In this image, a thick, light gray plume of volcanic ash rises from the summit of Ubinas, blows towards the east, then rises again high into the air, casting a dark shadow on the ground. Light gray volcanic ash can also be seen coloring the ground around Ubinas. According to the Smithsonian Institution National Museum of Natural History Global Volcanism Program, gas-and-ash plumes observed during June 5-7 rose 0.2 – 2.2 km (656 – 7,218 ft) above the crater. Minor ashfall was reported in Llogue and Yungas on June 6 and 7.

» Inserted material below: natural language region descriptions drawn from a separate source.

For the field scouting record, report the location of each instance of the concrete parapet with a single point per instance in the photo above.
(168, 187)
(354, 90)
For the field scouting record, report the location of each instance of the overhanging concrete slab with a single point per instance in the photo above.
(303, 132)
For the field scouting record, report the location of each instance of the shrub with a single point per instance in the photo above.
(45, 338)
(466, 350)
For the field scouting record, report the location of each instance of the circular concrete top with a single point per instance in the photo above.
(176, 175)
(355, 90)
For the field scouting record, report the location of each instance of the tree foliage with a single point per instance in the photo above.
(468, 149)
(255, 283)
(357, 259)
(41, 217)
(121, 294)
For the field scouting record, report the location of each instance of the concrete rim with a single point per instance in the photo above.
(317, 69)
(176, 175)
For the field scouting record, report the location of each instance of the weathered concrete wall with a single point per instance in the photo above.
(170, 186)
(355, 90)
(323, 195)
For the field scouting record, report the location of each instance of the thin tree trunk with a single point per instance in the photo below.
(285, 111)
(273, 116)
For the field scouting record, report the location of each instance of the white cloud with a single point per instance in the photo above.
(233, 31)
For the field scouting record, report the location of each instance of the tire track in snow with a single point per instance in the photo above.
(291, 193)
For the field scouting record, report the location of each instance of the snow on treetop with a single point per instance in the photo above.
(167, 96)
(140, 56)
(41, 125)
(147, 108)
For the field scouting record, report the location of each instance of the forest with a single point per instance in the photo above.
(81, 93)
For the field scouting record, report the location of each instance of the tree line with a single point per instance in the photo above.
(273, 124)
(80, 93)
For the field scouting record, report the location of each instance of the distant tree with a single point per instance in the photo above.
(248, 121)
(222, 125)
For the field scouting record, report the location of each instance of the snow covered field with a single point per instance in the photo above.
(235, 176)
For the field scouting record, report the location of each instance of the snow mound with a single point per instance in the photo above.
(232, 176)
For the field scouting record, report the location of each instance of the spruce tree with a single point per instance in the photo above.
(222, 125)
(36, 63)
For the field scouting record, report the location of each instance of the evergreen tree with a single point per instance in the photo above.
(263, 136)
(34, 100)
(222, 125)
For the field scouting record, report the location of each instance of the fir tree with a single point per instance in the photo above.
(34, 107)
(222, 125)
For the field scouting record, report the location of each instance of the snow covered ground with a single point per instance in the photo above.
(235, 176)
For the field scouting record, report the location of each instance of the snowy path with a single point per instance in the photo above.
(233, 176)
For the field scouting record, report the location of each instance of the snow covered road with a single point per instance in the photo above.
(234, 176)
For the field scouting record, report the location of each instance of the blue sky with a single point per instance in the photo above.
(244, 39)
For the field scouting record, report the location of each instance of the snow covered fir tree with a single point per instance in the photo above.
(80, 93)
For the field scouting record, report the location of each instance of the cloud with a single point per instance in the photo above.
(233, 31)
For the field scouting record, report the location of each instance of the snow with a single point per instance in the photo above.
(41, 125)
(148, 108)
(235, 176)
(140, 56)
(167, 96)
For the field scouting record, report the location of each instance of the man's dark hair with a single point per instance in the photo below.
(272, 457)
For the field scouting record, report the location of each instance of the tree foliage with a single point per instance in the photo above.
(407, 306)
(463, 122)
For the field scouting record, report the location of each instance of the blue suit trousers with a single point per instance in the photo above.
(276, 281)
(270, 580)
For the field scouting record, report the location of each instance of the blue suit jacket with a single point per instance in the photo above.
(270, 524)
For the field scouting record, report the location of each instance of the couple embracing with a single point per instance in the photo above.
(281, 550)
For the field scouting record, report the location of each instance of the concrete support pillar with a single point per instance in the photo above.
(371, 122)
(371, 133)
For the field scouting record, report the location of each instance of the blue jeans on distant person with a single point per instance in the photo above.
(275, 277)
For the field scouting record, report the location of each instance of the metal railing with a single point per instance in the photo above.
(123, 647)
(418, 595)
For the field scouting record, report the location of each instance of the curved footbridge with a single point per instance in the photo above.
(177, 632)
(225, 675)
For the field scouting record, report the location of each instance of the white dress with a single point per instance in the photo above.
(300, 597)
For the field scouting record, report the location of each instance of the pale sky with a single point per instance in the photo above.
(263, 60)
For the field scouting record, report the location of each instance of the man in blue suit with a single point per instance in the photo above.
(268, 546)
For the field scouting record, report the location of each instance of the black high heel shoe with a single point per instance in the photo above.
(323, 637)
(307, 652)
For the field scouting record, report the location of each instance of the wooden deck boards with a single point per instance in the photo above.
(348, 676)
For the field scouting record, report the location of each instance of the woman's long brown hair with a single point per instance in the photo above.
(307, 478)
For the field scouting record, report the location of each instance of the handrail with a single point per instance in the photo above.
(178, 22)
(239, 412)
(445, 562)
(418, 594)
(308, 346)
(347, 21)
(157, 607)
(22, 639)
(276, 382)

Located in the southern Peruvian Andes, Ubinas has experienced intermittent small to moderate eruptions recorded since 1550. It has been showing signs of an impending eruption since mid-2014, highlighted by the appearance of a fresh lava dome in March 2014. Explosive activity began in mid-April, sending an ash cloud at least 4,000 meters (13,000 feet) into the air. Smaller explosions and ash plumes have continued since that time, with waxing and waning intensity.
As of June 12, Alert Level Orange continued for the Ubinas volcano. Residents of Querapi and Tonohaya remained evacuated.